Sur la notion d'identité
Il est toujours difficile de parler de l’identité parce qu’il s’agit là d’une notion intrinsèquement problématique. Plus qu’une réponse ou une affirmation, l’identité contient d’abord une interrogation ; elle s’énonce de manière interrogative. La problématique de l’identité n’apparaît en effet pleinement que lorsque devient concevable une question telle que: «Qui suis-je ?» Or, cette question, contrairement à ce que l’on pourrait croire, n’est pas de tous les temps. C’est à bien des égards une question typiquement moderne. Dans les sociétés traditionnelles, cette question ne se pose pas et ne peut tout simplement pas se poser. L’identité individuelle, en particulier, n’y est pas un objet de pensée conceptualisé comme tel, puisque l’individu se pense malaisément en dehors du groupe et ne saurait être posé comme une source suffisante de détermination de soi.
Dans les sociétés prémodernes, ce que nous appelons identité (mais que nul ne désigne alors de la sorte) est essentiellement une identité de filiation, tant dans l’espace privé que dans l’espace public. L’identité se déduit de la place attribuée extérieurement à chacun par la naissance, le lignage ou l’appartenance. Il en va encore de même au Moyen Age. La question de l’identité ne se pose que très imparfaitement dans une société d’ordres et d’états parce que ces horizons sont fixes. Donnés comme faits objectifs, ils déterminent l’essentiel de la structure sociale. La reconnaissance légale de l’individu, c’est-à-dire l’affirmation de son statut en tant que membre du corps social jouissant d’un certain nombre de libertés ou de capacités garanties, s’opère à partir de ces états fixes. Dans la société médiévale, la valeur qui prévaut est en outre la loyauté. La question n’est pas alors de savoir qui je suis, mais envers qui je dois être loyal, c’est-à-dire à qui je dois faire allégeance. Mon identité découle directement de cette allégeance. La société est alors fragmentée, constituée en segments qui s’imbriquent les uns dans les autres, mais restent en même temps fondamentalement distincts les uns des autres. Cette séparation limite l’hostilité entre les castes et les états, hostilité qui se déchaînera lorsque l’Etat-nation commencera à se mettre place, en tentant d’homogénéiser toute cette diversité.

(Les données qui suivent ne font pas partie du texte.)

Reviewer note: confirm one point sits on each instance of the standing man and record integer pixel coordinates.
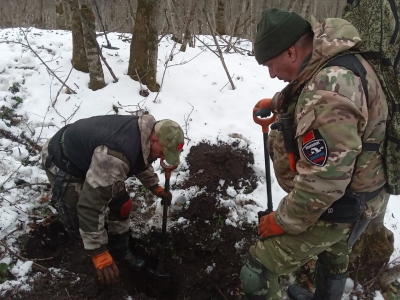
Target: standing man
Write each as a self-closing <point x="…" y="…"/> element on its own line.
<point x="87" y="163"/>
<point x="335" y="185"/>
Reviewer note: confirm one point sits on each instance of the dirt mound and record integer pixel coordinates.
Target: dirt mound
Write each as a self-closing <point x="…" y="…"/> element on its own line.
<point x="203" y="256"/>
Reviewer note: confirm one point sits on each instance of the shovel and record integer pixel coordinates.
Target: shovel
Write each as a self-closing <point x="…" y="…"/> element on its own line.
<point x="265" y="122"/>
<point x="159" y="272"/>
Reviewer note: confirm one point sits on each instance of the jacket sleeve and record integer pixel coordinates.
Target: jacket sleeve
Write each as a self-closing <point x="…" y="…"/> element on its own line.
<point x="103" y="179"/>
<point x="329" y="130"/>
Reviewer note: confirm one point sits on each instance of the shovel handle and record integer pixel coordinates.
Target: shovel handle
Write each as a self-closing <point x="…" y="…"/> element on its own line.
<point x="264" y="122"/>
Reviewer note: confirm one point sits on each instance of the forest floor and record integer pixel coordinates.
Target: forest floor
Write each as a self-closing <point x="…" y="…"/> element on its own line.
<point x="203" y="255"/>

On comprend alors d’emblée que la montée du questionnement sur l’identité s’opère, d’une part en réaction à la dissolution des liens sociaux et à l’éradication des repères induites par la modernité, et d’autre part en relation directe avec le développement de la notion de personne en Occident. A partir du XVIIe et surtout du XVIIIe siècle, la notion de liberté se confond avec l’idée d’indépendance du sujet, désormais libre de s’assigner à lui-même ses propres fins. Chaque individu est censé déterminer librement son bien par le seul effet de sa volonté et de sa raison. Cette émergence de l’individu s’opère sous un double horizon : la dévalorisation des appartenances situées en amont du sujet et la montée de l’idéologie du Même.

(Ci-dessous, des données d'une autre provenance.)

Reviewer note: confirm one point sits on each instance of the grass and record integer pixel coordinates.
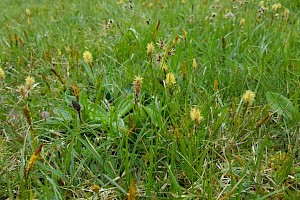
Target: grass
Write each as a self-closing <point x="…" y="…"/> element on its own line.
<point x="79" y="124"/>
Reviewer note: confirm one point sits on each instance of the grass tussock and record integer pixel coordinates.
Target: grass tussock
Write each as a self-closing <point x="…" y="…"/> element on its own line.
<point x="149" y="99"/>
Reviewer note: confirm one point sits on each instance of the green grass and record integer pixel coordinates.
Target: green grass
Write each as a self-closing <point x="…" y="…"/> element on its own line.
<point x="238" y="151"/>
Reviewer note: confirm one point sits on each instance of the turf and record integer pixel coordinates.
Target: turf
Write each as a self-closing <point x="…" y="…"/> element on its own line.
<point x="149" y="99"/>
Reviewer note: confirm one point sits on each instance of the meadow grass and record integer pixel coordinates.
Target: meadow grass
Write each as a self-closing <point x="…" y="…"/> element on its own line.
<point x="150" y="99"/>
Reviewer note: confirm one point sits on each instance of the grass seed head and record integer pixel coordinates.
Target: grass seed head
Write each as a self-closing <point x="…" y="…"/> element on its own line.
<point x="33" y="158"/>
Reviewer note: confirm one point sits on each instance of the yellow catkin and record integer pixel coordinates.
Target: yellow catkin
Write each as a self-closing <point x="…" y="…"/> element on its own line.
<point x="33" y="158"/>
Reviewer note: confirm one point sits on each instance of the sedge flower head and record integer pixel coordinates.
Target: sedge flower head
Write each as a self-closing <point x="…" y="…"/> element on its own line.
<point x="29" y="81"/>
<point x="87" y="57"/>
<point x="137" y="85"/>
<point x="248" y="96"/>
<point x="2" y="73"/>
<point x="150" y="49"/>
<point x="170" y="79"/>
<point x="196" y="115"/>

La modernité naissante n’a cessé de combattre les communautés organiques, régulièrement disqualifiées comme des structures qui, étant soumises au poids des traditions et du passé, empêcheraient l’émancipation humaine. Dans cette optique, l’idéal d’«autonomie», hâtivement converti en idéal d’indépendance, implique le rejet de toute racine, mais aussi de tout lien social hérité. Comme l’écrit Zygmunt Bauman, «à partir des Lumières, on a considéré comme une vérité de bon sens le fait que l’émancipation de l’homme, la libération du véritable potentiel humain, exigeait la rupture des liens des communautés et que les individus soient affranchis des circonstances de leur naissance». La modernité se construit alors sur la dévalorisation radicale du passé au nom d’une vision optimiste d’un futur censé représenter une rupture radicale avec ce qui l’a précédé (c’est l’idéologie du progrès). Le modèle dominant est celui d’un homme qui doit s’émanciper de ses appartenances, non seulement parce que celles-ci limitent dangereusement sa « liberté », mais aussi et surtout parce qu’elles sont posées comme non constitutives de son moi.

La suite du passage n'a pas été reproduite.